Bill fece una smorfia.
- Potresti essere buono con me, allora? – insisté il moro, accomodandosi su una delle sedie e spingendo Bushido a fare lo stesso.
Tom concesse un gesto di vaga approvazione e tornò ad affondare il naso nell’enorme bicchiere di succo di frutta.
- Grazie mille, Tomi. – concluse Bill con lo stesso sorriso di prima. Bushido guardò altrove, aggrottando le sopracciglia. Quel sorriso lo irritava a morte. Era un sorriso condiscendente, tenero ed arreso, e Bill lo usava solo con Tom. Era come se, ogni volta che mostrava quel sorriso, Bill stesse ribadendo il concetto fondamentale che Tom si gloriava di rinfacciargli ogni volta che se lo trovava fra i piedi: lui è mio ed io sono suo, ci apparteniamo in un modo che tu non potrai mai neanche lontanamente arrivare a comprendere. E ci sono cose di lui che saranno sempre e solo mie. Non potrai mai nemmeno sfiorarle.
Quel sorriso era una di quelle cose.
Bushido lo odiava.
- Anis, ti vanno queste robe…? Non mi piacciono per niente… - mugolò Bill, facendogli scivolare sotto il naso un contenitore di plastica pieno di roba fritta vagamente somigliante a patatine, - Sono dolci. – specificò il moro, - Mangiano certe schifezze, da questa parte del mondo…
Bushido scrollò le spalle ed allungò una mano verso il cesto della frutta posato nel centro del tavolo, recuperando un’arancia ed andando alla ricerca di un coltello per sbucciarla.
- Quindi molli il lavoro per venire a scopare oltreoceano, tunisino? – ricominciò prevedibilmente Tom dopo qualche secondo, piluccando dal proprio contenitore ricolmo di frutta mista in pezzi.
- Il mio lavoro, se permetti, sono fatti miei. – replicò seccamente Bushido, senza degnarlo nemmeno di uno sguardo.
Tom scrollò le spalle.
- Be’, sai com’è, fino a ieri Bill si lamentava che eri così tremendamente impegnato da non poterlo nemmeno chiamare al cellulare… evidentemente invece non fai un cazzo tutto il giorno, tu.
- Tom, senti- - cominciò, già irritato, ma Bill lo fermò pressandogli quelle dita incredibilmente sottili tutte attorno al polso, e rivolgendogli un’occhiata da cucciolo ferito, scuotendo appena il capo.
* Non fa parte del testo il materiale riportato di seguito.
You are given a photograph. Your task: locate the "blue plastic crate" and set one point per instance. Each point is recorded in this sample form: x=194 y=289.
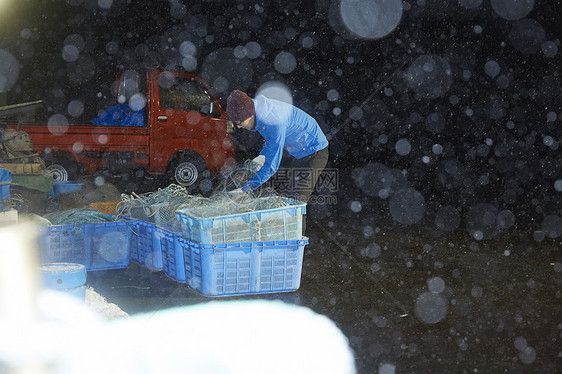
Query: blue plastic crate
x=172 y=254
x=110 y=244
x=145 y=246
x=5 y=181
x=5 y=175
x=64 y=243
x=283 y=223
x=97 y=246
x=231 y=269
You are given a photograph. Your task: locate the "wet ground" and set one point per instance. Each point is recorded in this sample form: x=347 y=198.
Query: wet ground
x=408 y=301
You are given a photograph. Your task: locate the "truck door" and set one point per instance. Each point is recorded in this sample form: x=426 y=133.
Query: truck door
x=186 y=118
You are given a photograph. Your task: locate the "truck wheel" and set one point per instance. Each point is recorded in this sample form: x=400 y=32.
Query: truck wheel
x=187 y=171
x=63 y=170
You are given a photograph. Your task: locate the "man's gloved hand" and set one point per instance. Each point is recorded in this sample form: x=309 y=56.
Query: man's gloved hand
x=236 y=194
x=259 y=161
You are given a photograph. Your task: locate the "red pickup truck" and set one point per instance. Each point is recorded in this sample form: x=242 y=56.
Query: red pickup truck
x=166 y=123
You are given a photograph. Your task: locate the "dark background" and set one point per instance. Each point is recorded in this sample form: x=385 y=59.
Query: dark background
x=501 y=159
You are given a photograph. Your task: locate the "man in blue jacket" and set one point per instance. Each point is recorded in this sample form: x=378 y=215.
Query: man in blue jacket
x=282 y=125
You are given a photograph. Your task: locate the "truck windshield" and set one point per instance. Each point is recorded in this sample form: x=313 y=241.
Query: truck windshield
x=187 y=94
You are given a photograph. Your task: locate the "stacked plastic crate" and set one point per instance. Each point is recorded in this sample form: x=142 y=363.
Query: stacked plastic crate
x=97 y=246
x=247 y=253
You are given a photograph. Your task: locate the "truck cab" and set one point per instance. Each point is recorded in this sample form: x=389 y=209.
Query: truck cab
x=167 y=123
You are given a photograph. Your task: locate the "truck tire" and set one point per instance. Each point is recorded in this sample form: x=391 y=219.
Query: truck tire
x=63 y=170
x=187 y=170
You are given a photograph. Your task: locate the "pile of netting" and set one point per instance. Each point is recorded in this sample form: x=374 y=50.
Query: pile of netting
x=160 y=206
x=76 y=216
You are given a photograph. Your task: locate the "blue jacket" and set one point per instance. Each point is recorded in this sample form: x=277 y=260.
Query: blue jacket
x=283 y=125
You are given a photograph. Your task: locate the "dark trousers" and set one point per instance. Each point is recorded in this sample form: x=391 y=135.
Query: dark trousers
x=300 y=177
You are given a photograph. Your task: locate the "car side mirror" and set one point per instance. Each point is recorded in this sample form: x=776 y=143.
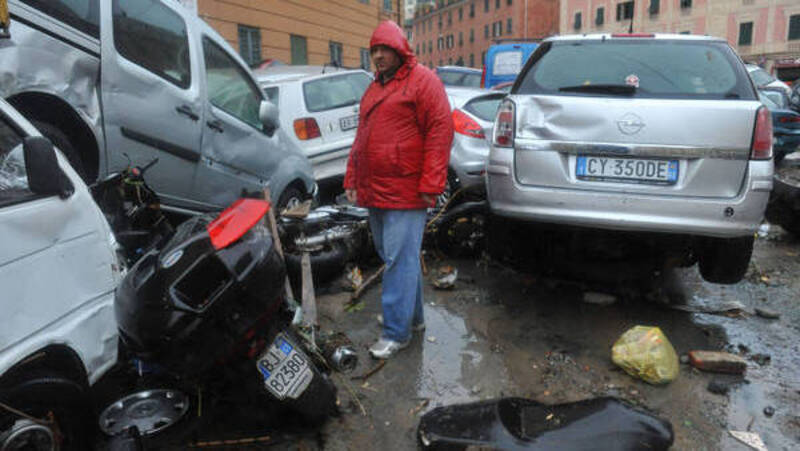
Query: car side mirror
x=268 y=114
x=45 y=176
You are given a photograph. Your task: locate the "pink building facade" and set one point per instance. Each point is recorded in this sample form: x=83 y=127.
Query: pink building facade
x=765 y=32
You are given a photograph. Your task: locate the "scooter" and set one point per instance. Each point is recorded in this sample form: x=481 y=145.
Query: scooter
x=206 y=312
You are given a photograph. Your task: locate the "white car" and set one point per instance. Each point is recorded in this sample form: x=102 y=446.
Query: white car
x=318 y=111
x=763 y=79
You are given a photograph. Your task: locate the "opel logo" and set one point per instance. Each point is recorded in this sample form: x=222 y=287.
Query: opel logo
x=630 y=124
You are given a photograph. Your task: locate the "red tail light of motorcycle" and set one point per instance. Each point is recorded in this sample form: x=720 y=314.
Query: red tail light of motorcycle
x=465 y=125
x=235 y=221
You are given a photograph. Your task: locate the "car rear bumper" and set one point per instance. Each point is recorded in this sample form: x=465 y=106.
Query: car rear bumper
x=728 y=217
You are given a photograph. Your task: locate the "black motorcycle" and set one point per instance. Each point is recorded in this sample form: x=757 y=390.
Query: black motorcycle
x=206 y=313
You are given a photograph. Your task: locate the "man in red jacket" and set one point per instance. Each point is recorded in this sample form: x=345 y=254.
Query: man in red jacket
x=397 y=167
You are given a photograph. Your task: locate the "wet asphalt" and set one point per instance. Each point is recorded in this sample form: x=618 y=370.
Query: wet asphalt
x=500 y=333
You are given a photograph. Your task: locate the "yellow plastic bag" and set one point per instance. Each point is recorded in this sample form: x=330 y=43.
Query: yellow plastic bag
x=645 y=352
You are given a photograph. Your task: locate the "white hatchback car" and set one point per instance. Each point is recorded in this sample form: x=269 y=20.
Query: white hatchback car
x=318 y=111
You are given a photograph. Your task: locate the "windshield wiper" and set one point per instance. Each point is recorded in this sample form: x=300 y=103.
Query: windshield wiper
x=601 y=89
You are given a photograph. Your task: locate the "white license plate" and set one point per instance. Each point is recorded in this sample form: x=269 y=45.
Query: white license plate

Bushido sospirò e tornò a stendersi contro lo schienale della sedia, sbucciando l’arancia. Tom sorrise trionfante.
- Sei fortunato che non ci sia David da questa parti. – riprese il rasta, passando a divorare il secondo sandwich, - Altrimenti avrebbe chiamato la sicurezza per farti buttare fuori. Non lo sai che abbiamo riservato tutta l’area VIP? Non ci potresti nemmeno stare, qui.
- Sono con tuo fratello, nel caso ti fosse sfuggito. – specificò l’uomo, mandando giù uno spicchio del frutto.
Tom sogghignò.
- Uh, già, è vero. Sai, trovo ancora difficile abituarmi al pensiero che ormai non sei più solo tu che sbavi dietro al culo di mio fratello, e che ora la cosa è reciproca.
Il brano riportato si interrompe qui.